The district court's judgment is VACATED and the cause is REMANDED for further proceedings consistent with the principles stated herein. The parties' pending motions regarding judicial notice are DENIED.(4)
Entered for the Court
John C. Porfilio
*. This order and judgment is not binding precedent, except under the doctrines of law of the case, res judicata, and collateral estoppel. The court generally disfavors the citation of orders and judgments; nevertheless, an order and judgment may be cited under the terms and conditions of 10th Cir. R. 36.3.
1. Another, related consideration driving the parties' opposing positions has to do with the proper characterization of our review authority: plaintiff relies on the formal order of dismissal to underwrite our appellate jurisdiction under traditional principles of finality; defendant argues that under § 1404(a) the order should have beenand, more importantly, should now be deemedan interlocutory transfer challengeable only through mandamus. On this jurisdictional point, we agree with plaintiff that the express terms of the court's order control, as we "decline to recast the relevant procedural events after the fact in such a way as to cut off appeal rights." United States v. Bly, 328 F.3d 1262, 1263 n.1 (10th Cir. 2003). Of course, that is not to say dismissal was the correct disposition of the case; the authorities cited above indicate that the courses open to the district court here under § 1404(a) were limited to transfer or retention of the case.

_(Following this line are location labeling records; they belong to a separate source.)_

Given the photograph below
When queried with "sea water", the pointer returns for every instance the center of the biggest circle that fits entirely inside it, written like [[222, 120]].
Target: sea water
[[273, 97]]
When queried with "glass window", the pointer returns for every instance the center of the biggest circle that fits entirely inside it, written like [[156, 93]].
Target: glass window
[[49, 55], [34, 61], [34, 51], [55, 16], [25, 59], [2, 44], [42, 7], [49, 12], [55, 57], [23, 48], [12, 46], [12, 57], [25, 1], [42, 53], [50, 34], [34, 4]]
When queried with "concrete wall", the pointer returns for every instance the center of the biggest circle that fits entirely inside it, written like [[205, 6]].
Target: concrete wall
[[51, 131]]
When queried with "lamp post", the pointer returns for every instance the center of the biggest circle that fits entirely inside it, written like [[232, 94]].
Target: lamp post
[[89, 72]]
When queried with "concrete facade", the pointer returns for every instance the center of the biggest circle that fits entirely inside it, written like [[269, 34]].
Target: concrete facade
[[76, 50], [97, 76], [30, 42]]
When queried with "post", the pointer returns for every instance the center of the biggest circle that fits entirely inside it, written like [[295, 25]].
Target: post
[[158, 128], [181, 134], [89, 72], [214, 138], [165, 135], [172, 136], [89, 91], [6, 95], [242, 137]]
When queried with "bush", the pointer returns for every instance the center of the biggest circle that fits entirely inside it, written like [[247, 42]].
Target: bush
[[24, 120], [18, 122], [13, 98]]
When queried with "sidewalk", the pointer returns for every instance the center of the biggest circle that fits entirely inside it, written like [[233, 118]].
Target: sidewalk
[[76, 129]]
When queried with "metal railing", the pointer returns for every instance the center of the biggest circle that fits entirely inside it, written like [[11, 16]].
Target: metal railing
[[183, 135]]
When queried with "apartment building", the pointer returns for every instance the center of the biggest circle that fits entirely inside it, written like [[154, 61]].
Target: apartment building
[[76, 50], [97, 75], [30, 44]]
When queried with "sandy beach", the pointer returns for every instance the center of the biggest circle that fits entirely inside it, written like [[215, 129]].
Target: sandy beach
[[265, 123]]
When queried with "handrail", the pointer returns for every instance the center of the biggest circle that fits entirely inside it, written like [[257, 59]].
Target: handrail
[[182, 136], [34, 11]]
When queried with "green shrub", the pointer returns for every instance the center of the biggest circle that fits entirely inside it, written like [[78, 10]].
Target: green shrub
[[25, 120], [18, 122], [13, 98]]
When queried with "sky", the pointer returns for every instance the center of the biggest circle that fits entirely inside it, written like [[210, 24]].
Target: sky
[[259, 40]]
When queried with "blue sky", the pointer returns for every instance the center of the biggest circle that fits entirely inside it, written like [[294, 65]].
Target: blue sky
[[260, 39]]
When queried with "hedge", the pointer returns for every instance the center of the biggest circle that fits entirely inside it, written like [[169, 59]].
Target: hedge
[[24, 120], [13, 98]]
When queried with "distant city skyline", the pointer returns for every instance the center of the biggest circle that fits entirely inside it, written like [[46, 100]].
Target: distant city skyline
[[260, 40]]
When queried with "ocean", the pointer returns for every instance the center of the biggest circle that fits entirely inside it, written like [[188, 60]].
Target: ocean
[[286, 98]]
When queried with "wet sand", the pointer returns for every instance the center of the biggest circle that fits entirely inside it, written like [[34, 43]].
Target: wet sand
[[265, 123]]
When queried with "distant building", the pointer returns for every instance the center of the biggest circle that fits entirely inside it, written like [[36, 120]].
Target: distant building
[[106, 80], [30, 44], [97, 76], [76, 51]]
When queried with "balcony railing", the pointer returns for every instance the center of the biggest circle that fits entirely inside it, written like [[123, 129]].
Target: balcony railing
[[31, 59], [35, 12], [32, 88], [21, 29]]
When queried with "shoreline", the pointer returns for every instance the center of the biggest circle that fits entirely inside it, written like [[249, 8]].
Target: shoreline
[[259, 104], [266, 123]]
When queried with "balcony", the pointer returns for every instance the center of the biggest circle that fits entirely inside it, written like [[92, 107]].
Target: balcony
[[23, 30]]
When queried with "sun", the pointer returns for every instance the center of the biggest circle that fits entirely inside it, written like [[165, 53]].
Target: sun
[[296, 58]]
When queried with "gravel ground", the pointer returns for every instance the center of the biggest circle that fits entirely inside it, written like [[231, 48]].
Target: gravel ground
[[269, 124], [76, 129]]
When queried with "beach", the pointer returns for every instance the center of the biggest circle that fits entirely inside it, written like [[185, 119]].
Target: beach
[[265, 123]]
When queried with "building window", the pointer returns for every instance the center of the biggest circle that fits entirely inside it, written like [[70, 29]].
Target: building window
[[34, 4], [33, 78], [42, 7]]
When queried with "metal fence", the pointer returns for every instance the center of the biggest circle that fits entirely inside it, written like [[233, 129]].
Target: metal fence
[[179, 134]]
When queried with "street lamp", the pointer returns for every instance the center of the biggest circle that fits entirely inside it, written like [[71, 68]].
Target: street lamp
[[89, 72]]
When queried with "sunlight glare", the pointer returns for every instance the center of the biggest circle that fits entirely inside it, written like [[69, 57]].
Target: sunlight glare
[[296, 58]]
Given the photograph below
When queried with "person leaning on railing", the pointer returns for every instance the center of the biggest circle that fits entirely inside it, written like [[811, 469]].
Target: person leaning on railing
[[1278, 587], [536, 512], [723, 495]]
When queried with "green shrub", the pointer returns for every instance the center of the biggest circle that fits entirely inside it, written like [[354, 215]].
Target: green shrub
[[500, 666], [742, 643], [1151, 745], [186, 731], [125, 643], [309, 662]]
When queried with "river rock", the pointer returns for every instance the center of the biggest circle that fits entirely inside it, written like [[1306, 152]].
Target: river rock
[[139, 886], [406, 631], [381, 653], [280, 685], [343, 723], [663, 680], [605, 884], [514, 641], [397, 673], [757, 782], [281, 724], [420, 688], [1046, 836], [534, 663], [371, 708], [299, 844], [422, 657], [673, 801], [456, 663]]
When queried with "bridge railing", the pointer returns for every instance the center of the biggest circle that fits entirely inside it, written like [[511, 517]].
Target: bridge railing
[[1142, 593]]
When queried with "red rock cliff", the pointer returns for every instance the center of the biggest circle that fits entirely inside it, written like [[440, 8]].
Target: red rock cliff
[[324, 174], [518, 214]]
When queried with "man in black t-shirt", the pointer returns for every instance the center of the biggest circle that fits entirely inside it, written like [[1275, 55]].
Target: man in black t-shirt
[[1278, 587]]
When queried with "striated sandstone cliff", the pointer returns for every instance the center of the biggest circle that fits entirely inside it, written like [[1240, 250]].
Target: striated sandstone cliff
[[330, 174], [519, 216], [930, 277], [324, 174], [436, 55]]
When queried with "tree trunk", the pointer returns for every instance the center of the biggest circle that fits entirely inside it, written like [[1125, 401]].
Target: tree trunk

2. We emphasize that the issue here is whether a recognition-of-jurisdiction provision implies an exclusive selection of venue. Use of mandatory language like "shall" in a clause dealing directly with venue carries stronger implications regarding the intent to designate an exclusive forum. See Milk 'N' More, 963 F.2d at 1346 (holding clause stating that "venue shall be proper . . . in" effected an exclusive designation of forum). When, as here, the relation of such language to the question of venue is at most derivative, through a jurisdictional provision, decisions such as "Milk 'N' More . . . are of little assistance in resolving the . . . dispute." K & V Scientific, 314 F.3d at 498-99.
3. For example, defendant contends on the basis of numerous authorities that the relatively favorable position plaintiff secured by being the first to file could be undercut if the district court were to find that plaintiff rushed to the courthouse with this anticipatory declaratory judgment action while maintaining a negotiating stance designed to lull defendant into delaying its own affirmative suit for breach of contract.
4. The parties ask us to take judicial notice of many legal documents from the New Jersey case. These are irrelevant to our basis for disposition of this appeal. Of course, our denial of the parties' requests is without prejudice to presentation of the materials to the district court on remand.